Mar 2012

Maximize Your Chances of Caching Your jQuery

by Steve Wortham
Many people will include jQuery on their website using the CDN (content delivery network) from Google, Microsoft, or sometimes jQuery themselves.  There are links for each option on jQuery's site.

This is a good thing for several reasons:

1. Using a CDN in general is a good idea as you're never going to have good performance worldwide with just a single server.  A CDN is optimized to lower the average worldwide latency.
2. Each CDN-hosted copy of jQuery is gzipped.
3. Because so many websites are using these links, there's a good chance that your visitors will have a cached copy of jQuery before ever visiting your site.

There's a catch...
The whole caching issue depends on the links you're using.  I've observed that quite often people aren't linking to exact version numbers of jQuery.

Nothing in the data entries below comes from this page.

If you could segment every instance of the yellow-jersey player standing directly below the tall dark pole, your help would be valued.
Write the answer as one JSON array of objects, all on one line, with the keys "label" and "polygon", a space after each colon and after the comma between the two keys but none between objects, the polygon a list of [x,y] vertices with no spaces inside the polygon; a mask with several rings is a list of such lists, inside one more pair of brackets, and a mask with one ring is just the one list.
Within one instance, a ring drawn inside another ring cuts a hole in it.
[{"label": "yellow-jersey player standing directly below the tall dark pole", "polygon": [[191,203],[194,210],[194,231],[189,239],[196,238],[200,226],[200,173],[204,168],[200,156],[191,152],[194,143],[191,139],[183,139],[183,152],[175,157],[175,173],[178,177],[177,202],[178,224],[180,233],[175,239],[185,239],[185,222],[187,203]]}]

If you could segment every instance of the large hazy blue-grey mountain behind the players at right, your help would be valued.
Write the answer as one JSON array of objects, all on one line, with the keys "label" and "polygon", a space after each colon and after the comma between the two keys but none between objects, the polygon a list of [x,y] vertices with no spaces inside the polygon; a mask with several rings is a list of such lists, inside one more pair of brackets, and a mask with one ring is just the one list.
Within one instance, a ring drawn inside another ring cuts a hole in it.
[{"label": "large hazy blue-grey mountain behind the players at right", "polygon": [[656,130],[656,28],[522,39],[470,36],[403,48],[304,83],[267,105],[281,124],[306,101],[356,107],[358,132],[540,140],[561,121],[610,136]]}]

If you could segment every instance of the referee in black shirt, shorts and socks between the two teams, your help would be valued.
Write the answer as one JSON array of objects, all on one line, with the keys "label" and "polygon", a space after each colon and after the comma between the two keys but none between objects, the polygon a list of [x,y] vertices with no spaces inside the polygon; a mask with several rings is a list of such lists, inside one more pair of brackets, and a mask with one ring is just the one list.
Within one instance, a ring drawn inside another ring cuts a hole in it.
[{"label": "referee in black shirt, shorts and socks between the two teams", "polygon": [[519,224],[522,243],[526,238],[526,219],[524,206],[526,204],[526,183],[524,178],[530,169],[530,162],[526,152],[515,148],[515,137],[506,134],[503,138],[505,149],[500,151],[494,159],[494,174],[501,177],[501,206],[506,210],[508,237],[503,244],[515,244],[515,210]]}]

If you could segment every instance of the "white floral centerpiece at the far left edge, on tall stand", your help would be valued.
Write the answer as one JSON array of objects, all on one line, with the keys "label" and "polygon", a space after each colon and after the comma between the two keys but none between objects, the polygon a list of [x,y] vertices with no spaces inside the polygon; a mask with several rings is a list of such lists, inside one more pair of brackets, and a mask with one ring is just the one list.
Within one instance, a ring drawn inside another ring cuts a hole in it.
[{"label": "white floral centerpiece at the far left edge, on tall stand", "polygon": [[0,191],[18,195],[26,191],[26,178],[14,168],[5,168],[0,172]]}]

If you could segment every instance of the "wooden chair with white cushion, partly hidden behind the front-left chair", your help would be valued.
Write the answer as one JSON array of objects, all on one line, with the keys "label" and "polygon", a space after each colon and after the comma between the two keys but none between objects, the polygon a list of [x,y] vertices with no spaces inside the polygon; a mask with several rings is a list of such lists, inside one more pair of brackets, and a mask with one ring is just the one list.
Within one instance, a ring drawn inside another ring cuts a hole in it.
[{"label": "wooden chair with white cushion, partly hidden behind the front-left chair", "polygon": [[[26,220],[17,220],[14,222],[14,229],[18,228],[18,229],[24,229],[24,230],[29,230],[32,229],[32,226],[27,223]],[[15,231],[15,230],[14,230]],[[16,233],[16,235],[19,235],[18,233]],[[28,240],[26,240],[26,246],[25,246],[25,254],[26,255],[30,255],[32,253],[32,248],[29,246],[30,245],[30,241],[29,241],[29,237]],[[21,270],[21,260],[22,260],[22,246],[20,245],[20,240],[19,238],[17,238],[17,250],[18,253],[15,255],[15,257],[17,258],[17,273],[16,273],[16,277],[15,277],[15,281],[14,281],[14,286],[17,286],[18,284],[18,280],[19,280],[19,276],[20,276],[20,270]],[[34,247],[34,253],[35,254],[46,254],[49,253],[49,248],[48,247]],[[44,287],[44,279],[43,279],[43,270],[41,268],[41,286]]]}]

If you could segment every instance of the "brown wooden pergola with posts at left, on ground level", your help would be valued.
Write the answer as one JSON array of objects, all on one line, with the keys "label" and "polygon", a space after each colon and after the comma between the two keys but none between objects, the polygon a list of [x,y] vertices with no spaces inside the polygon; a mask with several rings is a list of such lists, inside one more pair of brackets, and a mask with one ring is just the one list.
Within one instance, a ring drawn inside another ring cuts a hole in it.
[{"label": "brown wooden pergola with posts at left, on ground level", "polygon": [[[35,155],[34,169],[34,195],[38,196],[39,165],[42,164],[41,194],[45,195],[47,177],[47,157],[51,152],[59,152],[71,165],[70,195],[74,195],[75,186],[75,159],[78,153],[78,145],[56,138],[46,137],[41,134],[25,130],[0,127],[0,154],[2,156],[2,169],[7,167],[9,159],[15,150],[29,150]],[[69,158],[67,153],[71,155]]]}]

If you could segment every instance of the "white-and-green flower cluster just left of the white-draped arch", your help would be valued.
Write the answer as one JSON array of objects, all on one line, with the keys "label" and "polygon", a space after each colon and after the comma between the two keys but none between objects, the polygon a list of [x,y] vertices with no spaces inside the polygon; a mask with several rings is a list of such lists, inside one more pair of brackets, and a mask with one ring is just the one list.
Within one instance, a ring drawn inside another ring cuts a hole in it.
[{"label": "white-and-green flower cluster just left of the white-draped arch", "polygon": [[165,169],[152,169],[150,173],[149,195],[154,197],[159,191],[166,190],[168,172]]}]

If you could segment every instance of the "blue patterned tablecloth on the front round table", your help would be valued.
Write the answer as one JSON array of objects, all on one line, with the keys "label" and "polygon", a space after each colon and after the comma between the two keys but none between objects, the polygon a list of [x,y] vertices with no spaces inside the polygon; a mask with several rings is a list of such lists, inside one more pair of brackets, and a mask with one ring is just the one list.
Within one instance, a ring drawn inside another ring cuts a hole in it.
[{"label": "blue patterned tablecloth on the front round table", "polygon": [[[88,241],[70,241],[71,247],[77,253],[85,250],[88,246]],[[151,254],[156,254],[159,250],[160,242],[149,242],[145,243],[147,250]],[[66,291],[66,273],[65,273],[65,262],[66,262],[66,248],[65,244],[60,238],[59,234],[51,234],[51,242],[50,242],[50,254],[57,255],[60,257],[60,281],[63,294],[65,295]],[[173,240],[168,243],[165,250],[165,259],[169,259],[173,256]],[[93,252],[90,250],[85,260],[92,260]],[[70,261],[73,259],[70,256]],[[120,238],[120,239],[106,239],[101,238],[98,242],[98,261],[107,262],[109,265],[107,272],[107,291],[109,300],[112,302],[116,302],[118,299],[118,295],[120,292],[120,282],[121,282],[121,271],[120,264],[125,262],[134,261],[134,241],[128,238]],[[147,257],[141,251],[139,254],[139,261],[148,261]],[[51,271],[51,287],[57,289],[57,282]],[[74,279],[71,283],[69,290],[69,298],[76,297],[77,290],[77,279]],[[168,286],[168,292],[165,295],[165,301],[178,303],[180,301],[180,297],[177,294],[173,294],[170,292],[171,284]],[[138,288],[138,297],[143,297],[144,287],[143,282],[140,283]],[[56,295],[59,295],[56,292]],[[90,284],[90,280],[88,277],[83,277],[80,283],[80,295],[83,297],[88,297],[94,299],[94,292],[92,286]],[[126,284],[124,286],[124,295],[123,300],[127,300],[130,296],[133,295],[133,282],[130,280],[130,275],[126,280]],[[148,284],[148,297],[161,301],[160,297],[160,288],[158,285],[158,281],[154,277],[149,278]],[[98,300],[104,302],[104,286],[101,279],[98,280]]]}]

For example, from code.jquery.com you can reference this file...
http://code.jquery.com/jquery-latest.min.js

... and you'll always get the latest copy of jQuery.

Or you can do something similar from Google...
http://ajax.googleapis.com/ajax/libs/jquery/1/jquery.min.js

That one from Google will get the latest version, assuming it starts with "1". The trouble is that when you use these references you don't get a far-future expiration date set in the cache-control header.  Therefore the user's browser will be checking for updates much too frequently, slowing down your site's load times.

In fact here's a breakdown of several options and their expiration settings...

http://code.jquery.com/jquery-latest.min.js  (no cache)

http://ajax.googleapis.com/ajax/libs/jquery/1/jquery.min.js  (1 hour)

http://ajax.googleapis.com/ajax/libs/jquery/1.7/jquery.min.js  (1 hour)

http://ajax.googleapis.com/ajax/libs/jquery/1.7.1/jquery.min.js  (1 year)


So that last one is what I'd recommend using.  By explicitly stating the exact version of jQuery you want Google sends back a max-age header of 1 year.  So you're greatly increasing the chances that the client will simply use a cached copy.  And if a new version of jQuery comes along with bug fixes or features you really want, then just update your link.